Editorial do Estadão, 20/10/2021

 O atropelo inconstitucional de Lira


A pandemia exigiu abreviar e simplificar alguns ritos legislativos. Mas regras para tempos excepcionais não podem perder seu caráter igualmente excepcional



Notas & Informações, O Estado de S.Paulo
20 de outubro de 2021 | 03h00


Por sua natureza, a atividade legislativa requer calma e reflexão. A função do Congresso não é dar soluções imediatistas aos problemas do País. A lei deve constituir uma resposta madura, apta a permanecer no tempo – o que exige serenidade e estudo. Logicamente, isso tudo representa um sério desafio para o Legislativo, que se vê muitas vezes instado pela sociedade a apresentar medidas instantâneas.

Agora, o Congresso tem precisado enfrentar, em relação aos tempos da atividade parlamentar, um novo desafio, criado pelo próprio presidente da Câmara, deputado Arthur Lira (PP-AL). Não é a pressão da população que tem levado à precipitação dos trabalhos legislativos. A Presidência da Câmara, que deveria ser a primeira a preservar a atividade parlamentar, tem promovido um inconstitucional atropelo na tramitação das propostas legislativas.

Como revelou o Estado, Arthur Lira (PP-AL) não apenas tem relevado o estrito cumprimento do Regimento Interno da Câmara dos Deputados – valendo-se de brechas para impor sua pauta –, como já colocou em votação projetos cuja versão final era desconhecida pelos próprios deputados. Trata-se de ponto fundamental. Não há como votar um texto sem que os parlamentares saibam o conteúdo desse texto.

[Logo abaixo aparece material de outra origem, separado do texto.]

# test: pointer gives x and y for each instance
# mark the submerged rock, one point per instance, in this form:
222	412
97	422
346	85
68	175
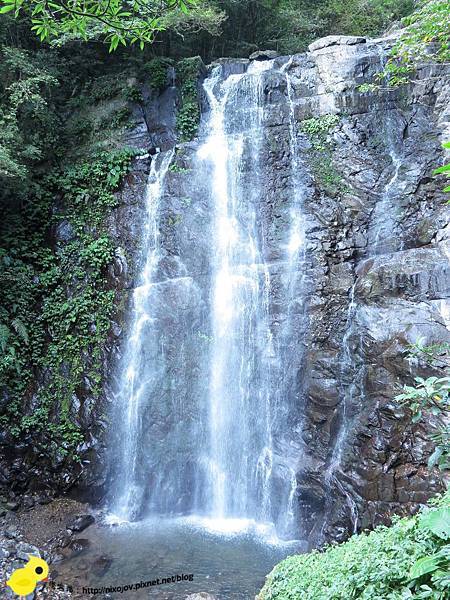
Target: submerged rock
80	523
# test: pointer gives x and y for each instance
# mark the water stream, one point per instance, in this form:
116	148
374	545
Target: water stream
218	453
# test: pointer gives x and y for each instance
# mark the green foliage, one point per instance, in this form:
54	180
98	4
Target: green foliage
117	21
155	72
27	123
188	115
424	39
444	170
55	304
431	396
133	94
318	129
405	560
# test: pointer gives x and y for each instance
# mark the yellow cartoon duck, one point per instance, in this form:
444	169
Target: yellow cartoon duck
24	581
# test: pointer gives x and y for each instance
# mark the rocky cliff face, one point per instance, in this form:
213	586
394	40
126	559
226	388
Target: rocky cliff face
374	271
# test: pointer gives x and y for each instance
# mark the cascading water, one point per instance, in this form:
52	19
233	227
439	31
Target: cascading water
240	412
137	381
234	472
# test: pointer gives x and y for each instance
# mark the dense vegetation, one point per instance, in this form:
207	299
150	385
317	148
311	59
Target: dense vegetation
64	106
410	559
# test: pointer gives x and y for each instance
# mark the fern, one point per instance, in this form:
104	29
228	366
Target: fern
20	329
4	337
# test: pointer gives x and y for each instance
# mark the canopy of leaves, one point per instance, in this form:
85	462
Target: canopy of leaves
119	21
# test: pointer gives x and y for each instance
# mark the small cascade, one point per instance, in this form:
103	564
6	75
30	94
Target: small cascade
201	426
351	385
240	446
382	234
136	380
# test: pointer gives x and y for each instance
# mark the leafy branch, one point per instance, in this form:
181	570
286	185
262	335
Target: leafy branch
121	21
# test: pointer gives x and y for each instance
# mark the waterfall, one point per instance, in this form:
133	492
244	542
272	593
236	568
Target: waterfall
240	450
204	434
138	380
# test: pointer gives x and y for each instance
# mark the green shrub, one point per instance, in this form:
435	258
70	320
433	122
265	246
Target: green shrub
55	305
409	559
155	72
188	115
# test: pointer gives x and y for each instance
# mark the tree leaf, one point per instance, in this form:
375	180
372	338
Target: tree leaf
427	564
437	521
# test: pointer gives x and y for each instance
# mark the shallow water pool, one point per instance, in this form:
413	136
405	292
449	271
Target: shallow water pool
227	559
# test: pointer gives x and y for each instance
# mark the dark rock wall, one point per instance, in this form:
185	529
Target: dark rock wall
356	458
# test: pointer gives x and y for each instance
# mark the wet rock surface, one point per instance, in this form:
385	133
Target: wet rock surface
376	224
38	531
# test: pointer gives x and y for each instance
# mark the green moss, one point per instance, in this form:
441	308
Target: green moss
154	72
318	130
56	305
188	116
374	566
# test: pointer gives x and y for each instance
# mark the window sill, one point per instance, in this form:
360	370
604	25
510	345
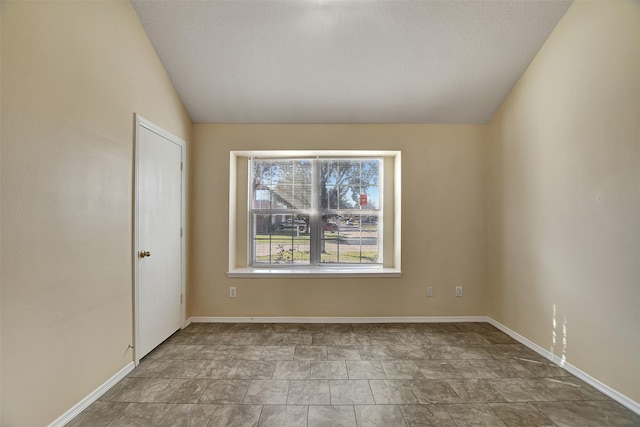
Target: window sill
311	272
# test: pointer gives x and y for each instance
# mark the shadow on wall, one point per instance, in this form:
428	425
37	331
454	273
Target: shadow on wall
563	336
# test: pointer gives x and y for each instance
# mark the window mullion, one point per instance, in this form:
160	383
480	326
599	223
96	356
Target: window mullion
315	218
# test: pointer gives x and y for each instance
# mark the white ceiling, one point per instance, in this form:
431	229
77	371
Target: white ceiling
346	61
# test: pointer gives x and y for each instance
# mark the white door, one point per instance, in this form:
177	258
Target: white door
159	249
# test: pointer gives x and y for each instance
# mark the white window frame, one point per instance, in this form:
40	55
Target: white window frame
241	267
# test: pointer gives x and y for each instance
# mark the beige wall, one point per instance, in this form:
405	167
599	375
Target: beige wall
563	199
73	74
443	224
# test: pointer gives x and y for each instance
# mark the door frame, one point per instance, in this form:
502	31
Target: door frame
141	122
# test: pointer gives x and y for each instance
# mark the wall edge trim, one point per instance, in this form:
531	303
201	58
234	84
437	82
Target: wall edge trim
398	319
593	382
92	397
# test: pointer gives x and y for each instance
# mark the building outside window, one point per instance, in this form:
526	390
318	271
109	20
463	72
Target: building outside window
316	211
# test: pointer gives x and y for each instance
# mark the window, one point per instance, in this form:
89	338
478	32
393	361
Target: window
316	211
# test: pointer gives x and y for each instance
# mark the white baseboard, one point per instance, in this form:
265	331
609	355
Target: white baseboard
598	385
92	397
415	319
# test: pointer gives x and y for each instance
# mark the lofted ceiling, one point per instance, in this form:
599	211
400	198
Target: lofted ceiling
346	61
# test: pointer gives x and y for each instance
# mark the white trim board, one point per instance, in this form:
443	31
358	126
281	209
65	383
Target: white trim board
92	397
598	385
415	319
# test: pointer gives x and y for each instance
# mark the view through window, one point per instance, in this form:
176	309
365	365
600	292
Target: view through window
316	211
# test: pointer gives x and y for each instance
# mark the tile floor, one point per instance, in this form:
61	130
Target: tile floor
462	374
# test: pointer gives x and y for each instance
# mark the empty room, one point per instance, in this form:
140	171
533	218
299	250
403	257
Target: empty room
320	213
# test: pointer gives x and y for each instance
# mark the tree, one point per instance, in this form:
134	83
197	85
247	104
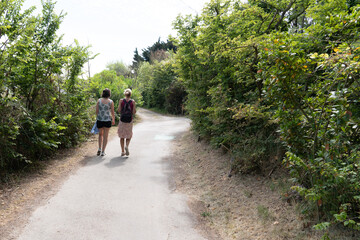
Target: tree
120	68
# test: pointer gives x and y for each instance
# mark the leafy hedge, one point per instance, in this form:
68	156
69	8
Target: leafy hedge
44	104
269	77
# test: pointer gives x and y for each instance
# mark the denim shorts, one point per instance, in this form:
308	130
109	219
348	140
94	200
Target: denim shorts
101	124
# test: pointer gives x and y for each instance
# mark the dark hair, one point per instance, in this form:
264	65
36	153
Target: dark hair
106	93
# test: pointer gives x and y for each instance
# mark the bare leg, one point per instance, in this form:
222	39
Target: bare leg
128	142
106	134
101	134
122	144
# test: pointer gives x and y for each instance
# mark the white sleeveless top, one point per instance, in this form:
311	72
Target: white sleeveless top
104	111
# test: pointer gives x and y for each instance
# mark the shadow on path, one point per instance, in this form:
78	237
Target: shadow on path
116	162
89	161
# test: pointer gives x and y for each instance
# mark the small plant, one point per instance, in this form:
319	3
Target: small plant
205	214
247	193
264	213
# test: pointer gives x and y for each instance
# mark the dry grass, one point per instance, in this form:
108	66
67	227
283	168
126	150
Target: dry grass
240	207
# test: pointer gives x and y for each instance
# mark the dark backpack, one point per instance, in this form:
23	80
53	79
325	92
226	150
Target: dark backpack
126	112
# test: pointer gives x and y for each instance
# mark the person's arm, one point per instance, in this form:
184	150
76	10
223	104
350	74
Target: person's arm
97	108
134	109
112	113
119	108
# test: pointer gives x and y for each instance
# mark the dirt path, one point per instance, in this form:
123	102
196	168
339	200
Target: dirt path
115	197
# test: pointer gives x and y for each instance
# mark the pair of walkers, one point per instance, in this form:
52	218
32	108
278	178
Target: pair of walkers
105	117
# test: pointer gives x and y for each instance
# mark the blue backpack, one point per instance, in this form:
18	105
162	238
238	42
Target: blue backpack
126	112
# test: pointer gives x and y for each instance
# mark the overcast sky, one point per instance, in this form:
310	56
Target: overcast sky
114	28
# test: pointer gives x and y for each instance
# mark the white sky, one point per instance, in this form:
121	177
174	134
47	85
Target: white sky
114	28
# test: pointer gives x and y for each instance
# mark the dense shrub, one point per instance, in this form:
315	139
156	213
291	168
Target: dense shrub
43	104
160	86
267	77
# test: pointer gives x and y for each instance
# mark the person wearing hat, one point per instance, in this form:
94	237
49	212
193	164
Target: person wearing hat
127	109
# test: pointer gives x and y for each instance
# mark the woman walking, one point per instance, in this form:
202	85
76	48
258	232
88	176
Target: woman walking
105	117
127	110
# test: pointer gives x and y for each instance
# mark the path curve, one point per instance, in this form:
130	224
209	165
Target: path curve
120	198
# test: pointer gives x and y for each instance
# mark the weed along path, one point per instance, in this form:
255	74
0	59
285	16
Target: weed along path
112	197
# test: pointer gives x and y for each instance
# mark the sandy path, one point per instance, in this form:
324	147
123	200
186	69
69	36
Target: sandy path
121	198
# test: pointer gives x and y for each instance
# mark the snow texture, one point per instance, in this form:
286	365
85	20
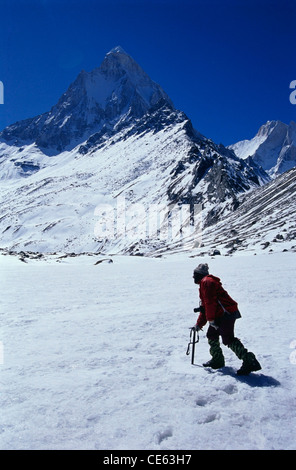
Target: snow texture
94	355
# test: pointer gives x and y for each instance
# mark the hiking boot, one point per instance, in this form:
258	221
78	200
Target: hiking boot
215	363
250	364
217	360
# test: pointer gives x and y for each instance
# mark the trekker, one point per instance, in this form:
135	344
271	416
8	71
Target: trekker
221	311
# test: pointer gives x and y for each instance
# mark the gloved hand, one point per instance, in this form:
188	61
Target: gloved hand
196	328
213	324
199	309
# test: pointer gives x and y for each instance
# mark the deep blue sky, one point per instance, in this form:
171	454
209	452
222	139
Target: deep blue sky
227	64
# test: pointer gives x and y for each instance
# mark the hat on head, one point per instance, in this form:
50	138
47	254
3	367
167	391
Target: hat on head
202	269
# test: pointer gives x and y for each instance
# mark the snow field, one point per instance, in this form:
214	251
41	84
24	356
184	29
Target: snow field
94	356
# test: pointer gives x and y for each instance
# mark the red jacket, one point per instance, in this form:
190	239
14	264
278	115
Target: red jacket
214	299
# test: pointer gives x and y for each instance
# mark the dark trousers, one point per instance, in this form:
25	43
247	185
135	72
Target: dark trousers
225	330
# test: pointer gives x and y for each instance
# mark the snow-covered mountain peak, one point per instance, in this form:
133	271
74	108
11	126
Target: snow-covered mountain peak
116	92
273	147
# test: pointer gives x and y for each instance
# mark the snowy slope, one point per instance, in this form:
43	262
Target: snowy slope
273	147
94	355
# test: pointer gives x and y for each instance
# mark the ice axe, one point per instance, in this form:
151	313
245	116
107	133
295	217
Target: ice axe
194	338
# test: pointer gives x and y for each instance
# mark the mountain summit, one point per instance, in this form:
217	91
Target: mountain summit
116	92
113	135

No dia 14 de outubro, por exemplo, o relatório final da Proposta de Emenda à Constituição (PEC) 5/21, que altera regras sobre o Conselho Nacional do Ministério Público (CNMP), só foi divulgado após o início da sessão de votação. O projeto terminou sendo retirado da pauta, mas o intento abusivo ficou evidente.

O atropelo não tem relação em si com o conteúdo da proposta legislativa. No caso, a PEC 5/21 tem pontos muito positivos, que podem promover maior eficiência do CNMP. De toda forma, é evidente que nenhuma lei pode ser votada sem que se saiba o que está sendo votado. Ainda mais se for, como era o caso, uma Emenda Constitucional.

No fim das contas, esse modo de proceder prejudica as boas propostas, suscitando desnecessárias suspeitas sobre seu conteúdo e sua motivação. Foi o que ocorreu, por exemplo, com a tramitação da reforma da Lei de Improbidade. Era um projeto necessário, que veio estabelecer um patamar mínimo de segurança jurídica em área especialmente sensível, com implicações diretas sobre toda a administração pública e, por consequência, sobre toda a sociedade. No entanto, a tramitação na Câmara foi atabalhoada, sem votação do relatório pela comissão especial e com a decretação de um inoportuno regime de urgência.

Episódio especialmente grave foi a votação na Câmara do projeto que altera o Imposto de Renda (IR). No momento em que foi votado, o texto final da reforma do IR era desconhecido pelos parlamentares. Não havia sido divulgado. Ou seja, os parlamentares votaram um texto sem saber o que ele representava para o Estado e para os cidadãos.

A confirmar o absurdo da situação, depois da votação, foram divulgados os efeitos da proposta sobre as contas públicas. Surpresos, os deputados descobriram, então, que a reforma do IR aprovada na Câmara resultava em perda de receita de R$ 21,8 bilhões para a União e de R$ 19,3 bilhões para Estados e municípios.

Seja qual for o motivo dessa inversão – tem-se a votação e só depois o texto “aprovado” é divulgado –, ela é radicalmente inconstitucional e antidemocrática. Não há a rigor votação de uma matéria se a matéria nem sequer foi publicamente definida. É realmente estranho que, num regime democrático, seja necessário recordar esse requisito.

Além de respeitar a ordem mínima – votação depois da divulgação do texto –, é necessário restabelecer o normal funcionamento das comissões no Congresso, que têm um papel profundamente democrático. É nas comissões que os temas são debatidos, amadurecidos e questionados, sendo um importante âmbito de transparência. A pandemia exigiu abreviar e simplificar alguns ritos legislativos. Mas regras para tempos excepcionais não podem perder seu caráter igualmente excepcional. A sociedade precisa do Legislativo funcionando normalmente.